Там, в молочном тумане, мелькают несколько розовых тел, в нашу сторону летят мочалки.

– Ух ты-ы! – восхищенно гудит  Витька, и тут же  получает одной в лоб.

– Пошли отсюда! – орут из кабинок девицы,   стыдливо прикрываясь руками.

– Да ладно вам, – утирает с лица  мыльную пену  Витька. – Матрос ребенка не обидит! Ведь так, Валер?

– Ну да, – отвечаю я, и мы, посмеиваясь,  семеним по кафелю в другой конец душевой.

        Соседки,  что-то бубнят, потом хихикают  и, поддав напоследок пару,  по одной выскальзывают за дверь.

– Хорошо помыться, мальчики! –  весело кричит последняя.

– И вам не хворать, – бубнит Витька, намыливая голову.

        Через полчаса, изрядно  напарившись и ополоснувшись напоследок, мы  возвращаемся  в пустую раздевалку,   в изнеможении опускаемся на скамейки.

– Хорошо, – говорит Витька, тяжело отдуваясь. –  А у нас в Сибири, бабы между прочим, с мужиками моются.

– Иди ты?! – не верю я.

– Сам иди, – хмыкает приятель.  –  В деревнях.

        Потом мы обсуждаем забавное приключение, хохочем и направляемся к своим шкафчикам.

– Твою мать! –  выпучивает глаза Допиро.  Рукава его  робы и штанины, завязаны   мокрыми узлами.То же самое и с моей.

– Вот сучки, – шипим мы с Витькой, пытаясь  развязать узлы. Но не тут-то было, они затянуты намертво.

        Следующие полчаса,  матерясь и действуя зубами,  мы  все-таки  приводим робы в рабочее состояние, напяливаем  их на себя и спешим назад.

– Кто это вас так изжевал, коровы, что ли? – весело интересуется вахтенный офицер и с интересом пялится на наши робы.

– Ага, товарищ лейтенант,  с сиськами,  – кивает Витька, и мы ссыпаемся на нижнюю палубу.

– Ну что, как говорят с легким паром, – бормочет Витька, когда,  добравшись до каюты, мы  заваливаемся в койки.

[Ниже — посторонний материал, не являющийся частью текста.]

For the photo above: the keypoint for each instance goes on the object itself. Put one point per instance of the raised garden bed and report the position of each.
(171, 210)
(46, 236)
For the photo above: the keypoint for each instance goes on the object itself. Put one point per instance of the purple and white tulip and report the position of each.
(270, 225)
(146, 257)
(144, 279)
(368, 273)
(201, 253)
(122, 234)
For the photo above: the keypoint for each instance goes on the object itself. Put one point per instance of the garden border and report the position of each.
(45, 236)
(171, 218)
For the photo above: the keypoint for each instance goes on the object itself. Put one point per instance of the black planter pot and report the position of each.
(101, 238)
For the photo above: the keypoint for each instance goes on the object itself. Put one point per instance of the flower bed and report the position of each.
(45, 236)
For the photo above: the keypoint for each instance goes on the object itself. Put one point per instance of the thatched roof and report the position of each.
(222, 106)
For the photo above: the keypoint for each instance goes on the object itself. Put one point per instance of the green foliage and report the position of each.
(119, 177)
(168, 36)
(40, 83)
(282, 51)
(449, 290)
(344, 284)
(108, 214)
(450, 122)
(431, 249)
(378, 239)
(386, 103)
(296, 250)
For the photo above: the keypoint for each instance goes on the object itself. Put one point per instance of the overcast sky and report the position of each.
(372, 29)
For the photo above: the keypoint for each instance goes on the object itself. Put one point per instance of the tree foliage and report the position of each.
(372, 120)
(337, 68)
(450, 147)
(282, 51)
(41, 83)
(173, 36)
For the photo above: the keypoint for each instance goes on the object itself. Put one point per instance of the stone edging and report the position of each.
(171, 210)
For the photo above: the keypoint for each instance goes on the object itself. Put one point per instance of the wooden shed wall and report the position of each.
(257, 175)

– И тебе не хворать, – зеваю я, и мы проваливаемся в сон.

Примечание:

дебаркадер – плавучая пристань, выполненная в виде судна.

День счастья

– А давай сегодня рванем в самоход, –  предлагает Витька, наблюдая,  как я швыряю за борт  оставшийся от обеда  кусок хлеба. На него сверху пикируют бакланы и устраивают шумную драку.

– Не, – говорю я, – не пойду.   И  швыряю второй.

       В прошлый раз нас едва не отловил базовый  патруль,   и загреметь на «губу» у меня нету ни малейшего желания.

– Ну, как знаешь, –  вздыхает Витька, ловко отщелкивая сигаретный бычок в  сторону качающихся  на воде птиц.

       Через час, немного вздремнув, мы  спускаемся по крутому трапу на  пустынный причал, строимся  и,  гремя сапогами, направляемся  вдоль  залива, в сторону  виднеющегося вдали  морзавода.

– Прибавить шагу!  – изредка бухтит шагающий сбоку  строевой старшина Жора Юркин, на что мало кто обращает внимание. За последние дни, готовясь к очередному выходу в море, команда здорово вымотались, и на то есть причины.

       Кроме  нас,  на ракетоносец необходимо принять  почти сотню заводских специалистов,    представителей различных  закрытых НИИ и военпредов. Всех их  следует возможно комфортно разместить  и  каждодневно питать   по нормам морского довольствия.

       А посему, с раннего утра и до поздней ночи,  под ласковые  речи помощника    и интенданта, команда  загружает провизионки, холодильники и трюмы,   всем необходимым для плавания.

       Тут и мороженые говяжьи и свиные  туши, горы деревянных и картонных ящиков со всевозможными консервами, шоколадом  и вином,  тяжеленные мешки с мукой, сахаром и крупами, а также всевозможные «расходные» материалы.   Все это мы получаем на складах, доставляем к лодке,  спускаем  вниз и растаскиваем по отсекам.

       Сегодня последнее усилие –   после обеда осталось   загрузить  тонну какой-то аппаратуры,  полсотни фанерных  «самолетов», для тех, кому не досталось места в каютах, а заодно пару грузовиков с картофелем и   капустой.

       К вечеру, помывшись в душе  на стоящем рядом дебаркадере, мы  с чувством выполненного долга возвращаемся  на плавбазу. Бачковые  получают на камбузе ужин, накрывают раскладные столы  и все, рассевшись по боевым частям и службам, активно работают ложками.

Потом, мы выходим наверх,  дымим сигаретами на юте, и гадаем, что случится в этот раз, накануне выхода или в море. Как правило, в такие дни   происходят занимательные истории.